The “Thought For The Day” Listserv had this quote today:
People will accept your ideas much more readily if you tell them Benjamin Franklin said it first.I loved the quote, and wanted to pass it along to my friends, but I was curious about the author, because I had never heard of him.
-- David H. Comins
I’m usually pretty good at digging information out of Google, but so far I’ve come up empty. Searching on his name, I found countless sites that reproduce this quote, but have no information about who Comins is.
So… Is Comins a one-hit wonder, famous precisely for saying the above quote, but otherwise obscure? That’s not very easy to pull off, it seems to me.
I did find a Facebook page for a David Comins, but I’d have to get on his Friends list to see any detailed information on him. There’s a David Comins on LinkedIn, but how would an Information Manager at TimeWarner become famous for a quote on Benjamin Franklin?
C’mon, somebody do my homework for me and point me to a site that tells me who Comins is.
There is a lesson in all of this. How often to we uncritically pass on things we find on the Internet or receive in our email? Do any of the people who posted the Comins quote on their websites know anything about Comins, assuming he exists? I’m willing to bet they don’t.
You’re welcome to prove me wrong.
11 July 2011 UPDATE: The hunt for David H. Comins still rages on, given the number of visits to this post through search engines. I decided to have another look to see if anything else had turned up on him. I think we've got him! It seems that the possibility that I dismissed above as the least likely has ended up being the reality about our mystery man.
All of those sites referring to him as an author may want to reconsider that description, given that pretty much the only thing he ever got published was... that quote. It was a reader submission for a magazine article. In real life, it looks like he was a real estate broker in Manchester, Connecticut for quite a while, but he's well past retirement now. I wouldn't be surprised if he’s spending his golden years marveling about how famous—yet obscure—he is.
18 December 2015 UPDATE: The links in the previous update no longer work, so I thought I'd update my search. A recent book called The Official Rules has this entry for "Comins's Law":
Conclusion, reiterated: David H. Comins is famous for this quotation, and nothing else. If it weren't for his submission to Harper's, he wouldn't exist at all, as far as the internet is concerned.
9 comments:
Thank you for the blog post! We were doing a Cryptoquote in a newspaper and it was his quote about Benjamin Franklin. I had never heard of him and was trying to figure out who he is and I came across your blog!
Happy to be helpful!
Your links to the "reader submission for an article", and to "real estate broker in Manchester" are both bad.

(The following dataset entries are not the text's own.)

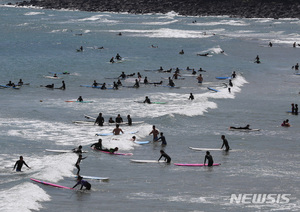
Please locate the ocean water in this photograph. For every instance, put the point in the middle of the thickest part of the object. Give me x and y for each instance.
(36, 43)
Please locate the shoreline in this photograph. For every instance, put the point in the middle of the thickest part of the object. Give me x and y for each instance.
(196, 8)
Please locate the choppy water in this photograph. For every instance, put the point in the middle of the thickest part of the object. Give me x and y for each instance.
(35, 42)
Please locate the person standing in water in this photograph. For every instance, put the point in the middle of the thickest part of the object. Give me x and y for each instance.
(209, 159)
(225, 143)
(19, 164)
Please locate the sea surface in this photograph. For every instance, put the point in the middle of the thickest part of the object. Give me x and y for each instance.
(37, 43)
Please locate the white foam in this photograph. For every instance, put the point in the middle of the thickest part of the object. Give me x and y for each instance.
(24, 197)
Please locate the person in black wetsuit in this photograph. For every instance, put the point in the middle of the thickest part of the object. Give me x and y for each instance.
(209, 159)
(129, 120)
(225, 143)
(80, 158)
(99, 120)
(82, 182)
(242, 128)
(98, 145)
(147, 100)
(163, 139)
(165, 155)
(119, 119)
(19, 164)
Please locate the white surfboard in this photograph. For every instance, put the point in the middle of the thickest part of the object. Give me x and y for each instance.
(148, 161)
(61, 151)
(91, 177)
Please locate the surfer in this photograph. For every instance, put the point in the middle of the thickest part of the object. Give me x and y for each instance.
(80, 158)
(63, 87)
(50, 86)
(80, 99)
(119, 119)
(78, 150)
(209, 159)
(233, 75)
(147, 100)
(19, 164)
(155, 133)
(165, 155)
(110, 121)
(162, 138)
(82, 182)
(103, 87)
(137, 84)
(97, 145)
(117, 130)
(225, 143)
(257, 59)
(129, 120)
(243, 128)
(200, 78)
(99, 120)
(118, 57)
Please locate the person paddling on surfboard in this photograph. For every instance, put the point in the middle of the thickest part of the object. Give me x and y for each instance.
(162, 138)
(82, 182)
(209, 159)
(80, 158)
(243, 128)
(225, 143)
(155, 133)
(19, 164)
(165, 155)
(117, 130)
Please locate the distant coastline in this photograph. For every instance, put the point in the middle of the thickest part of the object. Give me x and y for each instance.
(233, 8)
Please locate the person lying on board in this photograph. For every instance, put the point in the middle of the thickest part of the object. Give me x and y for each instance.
(165, 155)
(82, 182)
(244, 128)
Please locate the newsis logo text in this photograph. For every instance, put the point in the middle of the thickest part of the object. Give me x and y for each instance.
(260, 198)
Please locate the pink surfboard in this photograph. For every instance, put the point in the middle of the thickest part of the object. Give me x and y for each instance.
(50, 184)
(194, 164)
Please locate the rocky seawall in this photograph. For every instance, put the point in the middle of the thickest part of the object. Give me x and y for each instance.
(234, 8)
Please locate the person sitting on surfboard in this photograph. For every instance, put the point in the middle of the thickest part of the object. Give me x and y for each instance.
(80, 158)
(162, 138)
(82, 182)
(165, 155)
(97, 145)
(19, 164)
(80, 99)
(117, 130)
(245, 128)
(155, 133)
(209, 158)
(99, 120)
(147, 100)
(225, 143)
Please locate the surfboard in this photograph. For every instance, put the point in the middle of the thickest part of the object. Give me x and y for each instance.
(142, 142)
(115, 153)
(106, 134)
(194, 164)
(244, 130)
(212, 89)
(50, 184)
(79, 102)
(62, 151)
(147, 161)
(223, 78)
(91, 177)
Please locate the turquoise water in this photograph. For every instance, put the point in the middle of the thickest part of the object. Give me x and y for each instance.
(35, 43)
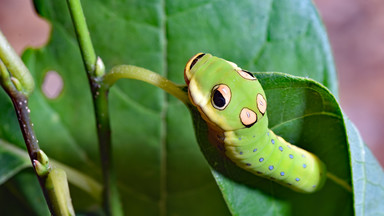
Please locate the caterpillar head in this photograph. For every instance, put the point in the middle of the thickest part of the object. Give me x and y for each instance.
(225, 95)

Do you have anything else I can use as a reference? I hate posting quotations without a reference.
Hello, KAZ. I'm the same way about quotation sources.
Alas, the shelf life of internet links...
Hard data about Mr. Comins is fading even further into obscurity. I tried to follow the breadcrumbs again, but what I found is not much to build a case upon. You can see what I found in the post update.
Thanks!
Of course this evidence doesn't lend itself well to citation inline with a quote, but at least I can say I saw it and felt confident the quote isn't apocryphal, if challenged.
It appears that Mr. Comins has passed.
https://tierneyfuneralhome.com/tribute/details/945/David-Comins/obituary.html
Years later, i just solved the cryptoqoute, and my search for David H Comins brought me here.
Cryptoquote used David H. Comins quote again today (11/19/21) in the Tennessean. I, as well, landed on your site. Today I located his obit from 2016: https://tierneyfuneralhome.com/tribute/details/945/David-Comins/obituary.html
Thanks, all, for your updates on Mr. Comins. May he rest in peace.